Given a 1-indexed array of integers numbers that is already sorted in non-decreasing order, find two numbers such that they add up to a specific target number. Let these two numbers be numbers[index1] and numbers[index2] where 1 <= index1 < index2 <= numbers.length.

Return the indices of the two numbers, index1 and index2, added by one as an integer array [index1, index2] of length 2.

The tests are generated such that there is exactly one solution. You may not use the same element twice.

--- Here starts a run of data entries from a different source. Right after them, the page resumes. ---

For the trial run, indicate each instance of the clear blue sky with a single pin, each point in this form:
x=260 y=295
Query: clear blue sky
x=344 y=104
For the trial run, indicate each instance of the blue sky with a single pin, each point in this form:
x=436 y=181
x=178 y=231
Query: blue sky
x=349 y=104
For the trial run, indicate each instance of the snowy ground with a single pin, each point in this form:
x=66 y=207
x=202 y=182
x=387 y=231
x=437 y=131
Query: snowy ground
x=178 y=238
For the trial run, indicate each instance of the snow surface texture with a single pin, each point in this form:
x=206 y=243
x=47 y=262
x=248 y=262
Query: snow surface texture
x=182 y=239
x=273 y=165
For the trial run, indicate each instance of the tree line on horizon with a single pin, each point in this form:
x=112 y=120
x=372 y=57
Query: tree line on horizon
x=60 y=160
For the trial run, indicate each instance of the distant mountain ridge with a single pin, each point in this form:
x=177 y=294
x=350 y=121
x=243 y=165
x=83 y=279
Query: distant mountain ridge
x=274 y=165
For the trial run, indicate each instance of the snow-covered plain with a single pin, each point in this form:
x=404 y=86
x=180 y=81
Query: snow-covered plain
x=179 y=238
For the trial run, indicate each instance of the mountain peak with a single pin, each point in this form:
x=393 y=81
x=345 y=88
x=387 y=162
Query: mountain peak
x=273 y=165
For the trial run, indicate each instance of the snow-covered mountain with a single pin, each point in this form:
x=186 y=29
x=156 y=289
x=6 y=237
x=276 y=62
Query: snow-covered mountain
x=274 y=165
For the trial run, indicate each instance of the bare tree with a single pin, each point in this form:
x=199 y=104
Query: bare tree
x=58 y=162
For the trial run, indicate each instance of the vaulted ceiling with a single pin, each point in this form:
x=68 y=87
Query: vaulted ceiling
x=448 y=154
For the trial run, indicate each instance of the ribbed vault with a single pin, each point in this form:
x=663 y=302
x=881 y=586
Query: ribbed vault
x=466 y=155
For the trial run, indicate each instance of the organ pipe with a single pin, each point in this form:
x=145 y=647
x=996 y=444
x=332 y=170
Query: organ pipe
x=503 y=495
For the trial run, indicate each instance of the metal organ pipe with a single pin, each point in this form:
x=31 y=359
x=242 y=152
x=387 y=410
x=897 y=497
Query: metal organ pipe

Your solution must use only constant extra space.

 

Example 1:

Input: numbers = [2,7,11,15], target = 9
Output: [1,2]
Explanation: The sum of 2 and 7 is 9. Therefore, index1 = 1, index2 = 2. We return [1, 2].

Example 2:

Input: numbers = [2,3,4], target = 6
Output: [1,3]
Explanation: The sum of 2 and 4 is 6. Therefore index1 = 1, index2 = 3. We return [1, 3].

Example 3:

Input: numbers = [-1,0], target = -1
Output: [1,2]
Explanation: The sum of -1 and 0 is -1. Therefore index1 = 1, index2 = 2. We return [1, 2].

 

Constraints:

  • 2 <= numbers.length <= 3 * 104
  • -1000 <= numbers[i] <= 1000
  • numbers is sorted in non-decreasing order.
  • -1000 <= target <= 1000
  • The tests are generated such that there is exactly one solution.

Solution:

HashSet:

vector<int> twoSum(vector<int>& numbers, int target) 
{
	unordered_map<int,int> comps;
	for (int i=0; i<numbers.size(); i++)
	{
		if (comps.count(numbers[i])) return {comps[numbers[i]]+1,i+1};
		comps[target-numbers[i]] = i;
	}
	return {};
}

Linear search using two pointers:

vector<int> twoSum(vector<int>& numbers, int target) 
    {
        int lo=0, hi=numbers.size()-1;
        while (lo<hi)
        {
            int curr = numbers[lo]+numbers[hi];
            if (curr==target) return {lo+1,hi+1};
            else if (curr<target) lo++;
            else hi--;
        }
        return {};
    }

Linear traversal + Binary search

vector<int> twoSum(vector<int>& numbers, int target) 
    {
        for (int i=0; i<numbers.size(); i++)
        {
            if (i>0 && numbers[i]==numbers[i-1]) continue;
            int tmp = target-numbers[i], lo=i+1, hi=numbers.size()-1;
            while (lo<=hi)
            {
                int mid = lo + (hi-lo)/2;
                if (numbers[mid]==tmp) return {i+1,mid+1};
                else if (numbers[mid]<tmp) lo=mid+1;
                else hi=mid-1;
            }
        }
        return {};
    }